If the calculated error Elo is significantly lower than the actual Elo, it may indicate that focused training in areas like variation calculation and tactical pattern recognition could help improve the player's strength. The error report thus allows for the targeted identification of weaknesses in tactical decision-making and helps derive specific training measures to optimize performance.

 

You can access the error report feature directly from the player index.

 

Example

 

Mark the player in the list whose games you want to analyze. Alternatively, you can select games within a game list, right-click, and use the error report feature from the context menu.

 

The error report provides four graphs:

 

Example

 

Example

 

Error Size and Complexity: There is a strong correlation between the complexity/sharpness of a position and the average size of mistakes. Intuitively, this makes sense, but the clarity of the relationship is surprising. Players who struggle with calculation tend to make more significant errors in sharp positions, which results in a steeper error curve. For top players and correspondence chess, the curve is nearly horizontal.

 

Example

 

Frequency of Error Sizes: This graph shows how often a particular error size occurs, measured in 100 centipawns intervals. It is clear that stronger players make large errors less frequently.

 

Relevance to Result: This statistic categorizes errors based on their impact on the result. It distinguishes between cases where a winning position remains won after a mistake, or a bad position becomes a losing one. Some players tend to be inaccurate in good positions but very alert in bad ones, and vice versa.

 

Error Context: This highlights further patterns in which errors occur. There are differences in errors between stronger and weaker players, as well as between endgames and middlegames. Players who are under attack tend to make more mistakes than the attacker.

The error report can, to some extent, be used to identify engine use. In such cases, the error Elo is unusually high.
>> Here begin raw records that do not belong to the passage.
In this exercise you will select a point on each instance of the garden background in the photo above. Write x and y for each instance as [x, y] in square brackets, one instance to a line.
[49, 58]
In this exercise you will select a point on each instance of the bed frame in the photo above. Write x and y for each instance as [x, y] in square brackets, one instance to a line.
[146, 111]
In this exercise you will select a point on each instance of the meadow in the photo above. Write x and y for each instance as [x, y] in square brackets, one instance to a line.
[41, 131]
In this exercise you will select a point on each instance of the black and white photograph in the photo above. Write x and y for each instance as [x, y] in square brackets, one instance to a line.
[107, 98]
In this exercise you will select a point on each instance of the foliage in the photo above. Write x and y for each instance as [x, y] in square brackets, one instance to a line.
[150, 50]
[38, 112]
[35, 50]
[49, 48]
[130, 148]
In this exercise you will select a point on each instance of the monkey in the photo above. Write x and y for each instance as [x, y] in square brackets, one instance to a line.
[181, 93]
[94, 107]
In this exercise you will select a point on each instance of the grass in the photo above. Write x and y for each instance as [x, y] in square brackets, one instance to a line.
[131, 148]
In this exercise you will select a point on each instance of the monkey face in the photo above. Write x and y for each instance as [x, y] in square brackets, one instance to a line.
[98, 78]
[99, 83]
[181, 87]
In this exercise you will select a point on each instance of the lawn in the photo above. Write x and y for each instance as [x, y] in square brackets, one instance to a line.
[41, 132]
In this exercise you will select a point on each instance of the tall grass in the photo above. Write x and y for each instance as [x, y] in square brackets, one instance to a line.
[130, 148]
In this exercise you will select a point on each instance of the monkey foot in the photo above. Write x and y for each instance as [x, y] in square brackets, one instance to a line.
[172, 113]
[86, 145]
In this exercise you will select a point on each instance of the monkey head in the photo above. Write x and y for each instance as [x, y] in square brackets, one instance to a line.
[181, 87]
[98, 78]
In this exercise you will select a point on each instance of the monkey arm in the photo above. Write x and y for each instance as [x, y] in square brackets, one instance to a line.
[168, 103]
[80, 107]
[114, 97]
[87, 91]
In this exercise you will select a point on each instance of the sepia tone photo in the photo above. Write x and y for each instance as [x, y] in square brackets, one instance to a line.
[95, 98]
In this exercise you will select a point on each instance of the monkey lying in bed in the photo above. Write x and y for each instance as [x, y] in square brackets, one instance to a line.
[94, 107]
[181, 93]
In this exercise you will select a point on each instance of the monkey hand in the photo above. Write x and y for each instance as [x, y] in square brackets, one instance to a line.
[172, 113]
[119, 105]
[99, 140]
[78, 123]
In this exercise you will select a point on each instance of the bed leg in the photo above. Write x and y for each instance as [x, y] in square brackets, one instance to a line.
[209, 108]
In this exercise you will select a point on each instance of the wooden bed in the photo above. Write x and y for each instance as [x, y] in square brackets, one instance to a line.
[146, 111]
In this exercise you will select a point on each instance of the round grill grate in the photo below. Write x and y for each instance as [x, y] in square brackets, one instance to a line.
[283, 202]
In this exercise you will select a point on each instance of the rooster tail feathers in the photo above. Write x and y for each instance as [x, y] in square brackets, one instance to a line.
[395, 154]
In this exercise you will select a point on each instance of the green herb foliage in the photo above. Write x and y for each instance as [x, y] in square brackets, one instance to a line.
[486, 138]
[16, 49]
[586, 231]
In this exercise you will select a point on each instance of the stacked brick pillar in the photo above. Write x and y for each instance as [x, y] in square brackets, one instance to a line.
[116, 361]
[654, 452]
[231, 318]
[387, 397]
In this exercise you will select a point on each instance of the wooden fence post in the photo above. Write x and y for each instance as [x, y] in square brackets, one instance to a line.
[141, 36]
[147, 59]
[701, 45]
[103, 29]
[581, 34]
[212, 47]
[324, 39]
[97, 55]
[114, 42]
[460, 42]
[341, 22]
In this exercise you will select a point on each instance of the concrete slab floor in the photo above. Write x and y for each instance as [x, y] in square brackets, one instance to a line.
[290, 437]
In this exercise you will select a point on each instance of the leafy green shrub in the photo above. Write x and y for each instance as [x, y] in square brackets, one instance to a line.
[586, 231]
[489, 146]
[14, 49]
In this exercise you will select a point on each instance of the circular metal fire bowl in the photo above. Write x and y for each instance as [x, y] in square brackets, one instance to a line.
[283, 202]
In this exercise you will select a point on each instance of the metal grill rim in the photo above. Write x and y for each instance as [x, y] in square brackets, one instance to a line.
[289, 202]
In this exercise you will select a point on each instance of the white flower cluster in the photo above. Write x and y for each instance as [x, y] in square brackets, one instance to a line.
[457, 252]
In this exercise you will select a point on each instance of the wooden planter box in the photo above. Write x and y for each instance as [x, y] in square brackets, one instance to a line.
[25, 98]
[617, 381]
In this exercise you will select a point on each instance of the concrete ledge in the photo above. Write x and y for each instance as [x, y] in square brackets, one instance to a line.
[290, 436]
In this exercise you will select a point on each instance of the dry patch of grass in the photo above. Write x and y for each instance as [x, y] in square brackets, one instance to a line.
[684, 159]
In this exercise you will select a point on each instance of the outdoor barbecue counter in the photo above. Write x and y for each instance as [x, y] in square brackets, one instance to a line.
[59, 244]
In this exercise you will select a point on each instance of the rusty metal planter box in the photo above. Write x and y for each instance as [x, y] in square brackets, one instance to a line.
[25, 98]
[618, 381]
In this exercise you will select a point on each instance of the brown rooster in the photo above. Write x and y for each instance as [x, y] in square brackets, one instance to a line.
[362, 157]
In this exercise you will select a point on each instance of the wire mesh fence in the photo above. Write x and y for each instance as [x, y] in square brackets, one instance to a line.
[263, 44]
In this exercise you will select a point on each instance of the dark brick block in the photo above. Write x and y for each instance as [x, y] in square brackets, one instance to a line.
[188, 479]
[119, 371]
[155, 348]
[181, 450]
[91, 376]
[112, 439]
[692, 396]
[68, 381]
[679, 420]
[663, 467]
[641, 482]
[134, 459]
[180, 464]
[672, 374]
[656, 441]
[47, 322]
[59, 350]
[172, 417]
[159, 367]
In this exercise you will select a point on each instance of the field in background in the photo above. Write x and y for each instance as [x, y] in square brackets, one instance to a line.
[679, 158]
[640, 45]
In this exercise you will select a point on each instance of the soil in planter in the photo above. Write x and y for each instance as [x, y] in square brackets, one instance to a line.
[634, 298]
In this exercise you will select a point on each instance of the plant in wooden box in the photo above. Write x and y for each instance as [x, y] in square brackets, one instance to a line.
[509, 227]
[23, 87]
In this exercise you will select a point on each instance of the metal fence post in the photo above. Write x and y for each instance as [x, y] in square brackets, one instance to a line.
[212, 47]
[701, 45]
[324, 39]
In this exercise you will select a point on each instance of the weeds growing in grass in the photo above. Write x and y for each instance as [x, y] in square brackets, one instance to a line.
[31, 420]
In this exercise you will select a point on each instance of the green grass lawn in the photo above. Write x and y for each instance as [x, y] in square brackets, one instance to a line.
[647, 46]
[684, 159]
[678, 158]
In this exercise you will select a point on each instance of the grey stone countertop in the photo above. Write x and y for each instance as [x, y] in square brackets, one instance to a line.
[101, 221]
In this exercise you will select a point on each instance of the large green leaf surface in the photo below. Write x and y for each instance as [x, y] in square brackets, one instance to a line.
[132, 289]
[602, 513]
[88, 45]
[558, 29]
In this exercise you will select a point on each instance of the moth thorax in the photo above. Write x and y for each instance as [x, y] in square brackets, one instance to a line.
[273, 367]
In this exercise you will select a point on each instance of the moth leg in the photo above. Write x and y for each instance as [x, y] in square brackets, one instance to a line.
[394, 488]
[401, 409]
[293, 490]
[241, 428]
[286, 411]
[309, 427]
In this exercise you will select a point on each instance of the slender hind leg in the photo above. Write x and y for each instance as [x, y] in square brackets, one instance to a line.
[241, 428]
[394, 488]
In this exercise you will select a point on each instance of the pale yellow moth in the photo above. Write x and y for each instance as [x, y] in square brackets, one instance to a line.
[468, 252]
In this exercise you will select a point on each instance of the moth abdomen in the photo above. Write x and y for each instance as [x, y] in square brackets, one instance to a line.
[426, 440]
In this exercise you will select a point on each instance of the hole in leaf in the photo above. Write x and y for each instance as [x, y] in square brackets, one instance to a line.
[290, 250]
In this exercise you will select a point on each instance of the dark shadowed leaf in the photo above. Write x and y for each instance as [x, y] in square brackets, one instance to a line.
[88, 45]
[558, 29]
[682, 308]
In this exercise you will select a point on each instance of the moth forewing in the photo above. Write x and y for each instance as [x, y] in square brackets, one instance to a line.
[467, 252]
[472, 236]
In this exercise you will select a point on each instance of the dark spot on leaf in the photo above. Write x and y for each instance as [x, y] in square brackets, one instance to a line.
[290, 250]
The complexity line (first graph) becomes flat or downward, because the error size is independent of the position's difficulty level. This is more apparent in blitz games.

 

Note: The error report needs to analyze nearly every move of a game using an engine. For "accurate" analyses, this would take several minutes per game. However, the error report performs extremely quick, parallel searches, reducing the analysis time to a few seconds. This, by nature, results in less accuracy. Therefore, strong players are typically rated a bit lower.

 

When analyzing computer-generated games with the error report, you're comparing an engine result at a depth of around 12 with one at depth 30. In this case, the errors are more likely to be in the analysis rather than in the game itself. Nonetheless, the flat slope of the complexity curve will be immediately noticeable.

 

Tip: It is possible to evaluate multiple players at once. To do so, sort the player index, for example by Elo rating or number of games, so that the most important players appear at the top. Select multiple players (Ctrl-click), then start the error report. Alternatively, you can copy the desired players into a new database and select all players in the player index for analysis.

 

Note: Only the last 100 classical time control games per player are analyzed. Games in which the player was under 16 years old are ignored.